More recently, if you look closely, the whole
org.apache.hadoop.util.functional package is designed to give us basic
Functional Programming around IOE-raising code, including our remote
iterators, giving us a minimal *and tested* set of transformations we can
do with our code.

  public RemoteIterator<S3ALocatedFileStatus>
createLocatedFileStatusIterator(
      RemoteIterator<S3AFileStatus> statusIterator) {
    return RemoteIterators.mappingRemoteIterator(
        statusIterator,
        listingOperationCallbacks::toLocatedFileStatus);
  }

This ties in nicely with the duration tracking/IOStatistics code it came in
(HADOOP-17450), so I can evaluate an operation and collect min/mean/max
durations of operations, not just log but serialize into the task/job
summary files and so get some details on where the bottlenecks are in
talking to cloud services.

final RemoteIterator<FileStatus> listing =
    trackDuration(iostatistics, OP_DIRECTORY_SCAN, () ->
        operations.listStatusIterator(srcDir));


So I'm afraid that I will be carrying on using L-expressions, such as in
HADOOP-17511. But I don't expect any of the code there to be backportable
to Java 7(*)

At the same time, I'd like to know what the performance impact of us using
l-expressions is in terms of cost of allocations of closures, evaluation
etc.
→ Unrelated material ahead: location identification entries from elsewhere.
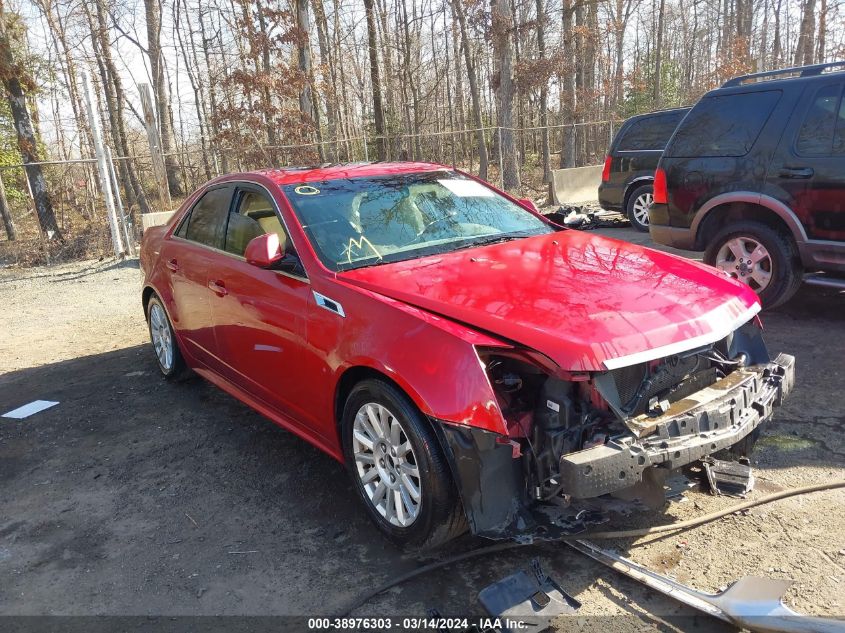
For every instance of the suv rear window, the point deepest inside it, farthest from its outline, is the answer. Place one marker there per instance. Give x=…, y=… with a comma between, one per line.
x=824, y=124
x=650, y=133
x=724, y=125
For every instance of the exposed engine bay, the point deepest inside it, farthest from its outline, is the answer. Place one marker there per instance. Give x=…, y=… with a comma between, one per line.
x=576, y=434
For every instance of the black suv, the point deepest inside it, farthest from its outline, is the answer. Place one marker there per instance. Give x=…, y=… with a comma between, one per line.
x=755, y=177
x=628, y=175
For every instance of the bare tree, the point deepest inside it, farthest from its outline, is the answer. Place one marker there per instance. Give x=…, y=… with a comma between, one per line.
x=15, y=79
x=375, y=80
x=152, y=11
x=6, y=213
x=475, y=93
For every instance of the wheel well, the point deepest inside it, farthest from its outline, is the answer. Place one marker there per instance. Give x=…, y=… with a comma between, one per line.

There's also the *little* detail that stack trace data doesn't get
preserved that well. Together that argues against gratuitous use of java
streams.


To summarise my PoV then

Java 8 lambda expressions are an incredible tool which can be used in
interesting and innovative ways. Adding retryability, stats gathering and
auditing of remote IO being the key ones I've been using it for, in the
Hadoop codebase, for 4-5 years.

I'm happy to let someone lay out a style guide on good/bad uses, a "no
gratuitous move to streams()" policy, and may be a designated "No Lambda's
here" bit of code. (UGI?)

But a discussion about whether to have them in the code at all? Not only
too late, I don't see how that can be justified.

-Steve

(*) . Having recently been backporting some ABFS code to a branch-3.1 fork,
Mockito version downgrading is enough of a blocker on test cases there
that the language version is a detail...you won't get that far.